Tantangan lain adalah pada kesiapan panitia untuk bekerja secara maksimal dalam seluruh tahapan proses, mengingat keterbatasan waktu dan medan yang sulit.

“Jika melihat proses sebelumnya, tantangannya pada tahapan proses itu. Harus ada identifikasi, lalu validitasi dan verifikasi. Harus ditanyakan dulu ke masyarakat terkait data-data sosial dan peta yang telah dikumpulkan. Memastikan tak ada yang keberatan. Ini yang membuat prosesnya lama. Setelah verifikasi dilakukan baru kemudian diserahkan ke bupati untuk disahkan.”

baca : Menanti Pengesahan Hutan Adat Baringin Enrekang

 

Terdapat sekitar 37 komunitas adat di Kabupaten Enrekang, Sulsel. yang memiliki bahasa dan ritual adat yang berbeda satu sama lain. Beberapa komunitas diantaranya memiliki karakteristik yang hampir sama dengan komunitas adat di Toraja, meskipun pengaruh Islam masih sangat kuat. Foto: Wahyu Chandra/Mongabay Indonesia

 

Meski menghadapi banyak tantangan Paundanan optimis seluruh komunitas nantinya akan peroleh pengakuan. Apalagi pengakuan ini telah memberi semangat dan motivasi komunitas lain untuk mempercepat proses pengumpulan data sosial dan melakukan pemetaan partisipatif di wilayahnya.
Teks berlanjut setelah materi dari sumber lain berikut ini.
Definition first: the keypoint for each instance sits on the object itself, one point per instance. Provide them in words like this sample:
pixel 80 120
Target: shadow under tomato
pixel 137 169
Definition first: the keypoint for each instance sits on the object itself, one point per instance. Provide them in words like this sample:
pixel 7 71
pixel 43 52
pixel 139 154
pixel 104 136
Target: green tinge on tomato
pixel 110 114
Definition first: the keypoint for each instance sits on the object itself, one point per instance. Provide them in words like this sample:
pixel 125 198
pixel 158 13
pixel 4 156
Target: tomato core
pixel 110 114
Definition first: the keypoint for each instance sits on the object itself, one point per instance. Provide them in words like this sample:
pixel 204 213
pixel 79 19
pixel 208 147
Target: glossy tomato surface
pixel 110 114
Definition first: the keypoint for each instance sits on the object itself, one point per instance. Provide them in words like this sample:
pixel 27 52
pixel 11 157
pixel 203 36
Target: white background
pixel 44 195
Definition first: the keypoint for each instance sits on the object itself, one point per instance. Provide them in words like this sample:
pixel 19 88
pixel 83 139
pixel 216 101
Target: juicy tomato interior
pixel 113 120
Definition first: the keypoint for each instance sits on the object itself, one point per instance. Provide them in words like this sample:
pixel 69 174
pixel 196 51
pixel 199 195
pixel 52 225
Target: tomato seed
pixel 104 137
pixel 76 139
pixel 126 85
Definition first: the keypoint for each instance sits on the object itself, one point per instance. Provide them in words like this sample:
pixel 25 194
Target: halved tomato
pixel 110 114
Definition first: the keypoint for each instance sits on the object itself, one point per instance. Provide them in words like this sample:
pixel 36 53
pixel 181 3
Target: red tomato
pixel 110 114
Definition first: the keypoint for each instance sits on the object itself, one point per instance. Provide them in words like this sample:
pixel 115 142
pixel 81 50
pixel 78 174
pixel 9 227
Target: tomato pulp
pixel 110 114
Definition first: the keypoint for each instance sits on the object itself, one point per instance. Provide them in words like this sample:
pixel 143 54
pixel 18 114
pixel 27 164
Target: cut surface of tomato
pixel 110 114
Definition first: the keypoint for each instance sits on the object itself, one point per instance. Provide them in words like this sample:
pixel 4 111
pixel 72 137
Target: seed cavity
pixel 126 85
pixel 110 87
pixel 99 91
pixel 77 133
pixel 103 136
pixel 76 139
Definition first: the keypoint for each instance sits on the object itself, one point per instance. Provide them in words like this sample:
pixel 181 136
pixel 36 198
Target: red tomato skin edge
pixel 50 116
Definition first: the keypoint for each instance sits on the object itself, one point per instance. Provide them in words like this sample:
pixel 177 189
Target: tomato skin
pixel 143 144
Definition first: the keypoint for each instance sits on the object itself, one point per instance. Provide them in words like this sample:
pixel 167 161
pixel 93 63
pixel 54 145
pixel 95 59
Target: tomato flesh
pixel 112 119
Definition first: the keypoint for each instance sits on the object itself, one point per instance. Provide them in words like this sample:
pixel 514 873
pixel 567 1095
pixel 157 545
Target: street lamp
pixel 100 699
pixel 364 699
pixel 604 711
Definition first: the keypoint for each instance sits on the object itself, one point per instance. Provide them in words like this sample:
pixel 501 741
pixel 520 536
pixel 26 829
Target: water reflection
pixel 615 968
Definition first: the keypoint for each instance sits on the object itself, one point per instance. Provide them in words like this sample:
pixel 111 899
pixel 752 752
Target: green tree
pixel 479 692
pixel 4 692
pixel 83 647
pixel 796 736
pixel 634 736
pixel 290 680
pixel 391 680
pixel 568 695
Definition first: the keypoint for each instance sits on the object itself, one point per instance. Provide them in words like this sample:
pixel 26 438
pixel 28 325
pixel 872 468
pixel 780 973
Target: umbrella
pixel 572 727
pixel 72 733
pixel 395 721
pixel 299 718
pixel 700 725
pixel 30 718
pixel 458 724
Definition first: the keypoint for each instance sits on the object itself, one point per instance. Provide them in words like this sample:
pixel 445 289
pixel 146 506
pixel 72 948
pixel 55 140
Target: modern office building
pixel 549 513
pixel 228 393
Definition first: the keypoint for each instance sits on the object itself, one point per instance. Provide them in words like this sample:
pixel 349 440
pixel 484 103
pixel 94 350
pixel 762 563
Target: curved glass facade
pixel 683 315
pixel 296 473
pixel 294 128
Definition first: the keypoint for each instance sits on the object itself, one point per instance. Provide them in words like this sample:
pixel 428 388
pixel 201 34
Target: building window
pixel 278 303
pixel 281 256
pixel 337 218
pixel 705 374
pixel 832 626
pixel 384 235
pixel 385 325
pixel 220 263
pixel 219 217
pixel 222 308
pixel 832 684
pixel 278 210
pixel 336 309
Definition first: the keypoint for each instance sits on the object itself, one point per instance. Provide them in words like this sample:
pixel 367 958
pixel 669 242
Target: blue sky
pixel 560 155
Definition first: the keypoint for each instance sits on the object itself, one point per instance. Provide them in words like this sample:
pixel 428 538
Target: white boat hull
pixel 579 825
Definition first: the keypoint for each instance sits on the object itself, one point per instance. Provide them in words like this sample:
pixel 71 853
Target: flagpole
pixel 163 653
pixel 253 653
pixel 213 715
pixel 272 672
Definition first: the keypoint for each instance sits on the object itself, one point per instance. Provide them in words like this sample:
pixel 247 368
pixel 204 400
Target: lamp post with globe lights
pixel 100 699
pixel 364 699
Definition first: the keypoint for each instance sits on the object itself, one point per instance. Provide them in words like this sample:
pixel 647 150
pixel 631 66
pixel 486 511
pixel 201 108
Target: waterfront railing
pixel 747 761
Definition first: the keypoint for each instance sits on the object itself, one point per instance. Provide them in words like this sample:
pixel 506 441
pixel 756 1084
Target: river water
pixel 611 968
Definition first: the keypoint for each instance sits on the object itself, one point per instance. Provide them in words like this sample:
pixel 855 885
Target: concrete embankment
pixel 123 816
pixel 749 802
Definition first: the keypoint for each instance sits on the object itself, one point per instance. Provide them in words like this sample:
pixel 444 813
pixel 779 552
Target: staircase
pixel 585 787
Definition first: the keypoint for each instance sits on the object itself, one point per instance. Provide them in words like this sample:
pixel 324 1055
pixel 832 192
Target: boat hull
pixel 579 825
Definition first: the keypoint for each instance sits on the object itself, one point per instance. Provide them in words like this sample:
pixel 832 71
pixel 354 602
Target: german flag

“Sekarang kami mendapat banyak undangan dari komunitas untuk membantu mereka melakukan identifikasi. Cuma kami masih terkendala sumber daya dan waktu yang terbatas. Apalagi kami mau fokus ke pengakuan tujuh komunitas yang sudah lebih siap.”

Kondisi ini berbeda dengan sebelumnya di mana sejumlah komunitas cenderung bergerak lambat dan tanpa progres yang berarti.

baca : Begini Indahnya Hutan Baringin Enrekang yang Dirawat Hukum Adat

Paundanan berharap proses pengakuan komunitas adat lainnya nantinya akan lebih mudah karena mereka telah memiliki contoh bagaimana proses itu dilakukan.

“Kalau sebelumnya kami bergerak dalam kondisi kosong dan meraba-raba. Tak ada contoh pembelajaran yang bisa diikuti. Ini yang menjadi salah satu alasan lamanya proses ini dilakukan. Kalau sekarang akan lebih mudah setelah adanya pengakuan ini.”

Paundanan selanjutnya berharap pengakuan ini bisa menjadi inspirasi dan pembelajaran bagi daerah lain, khususnya yang sedang berproses dalam menyusun Perda Masyarakat Adat.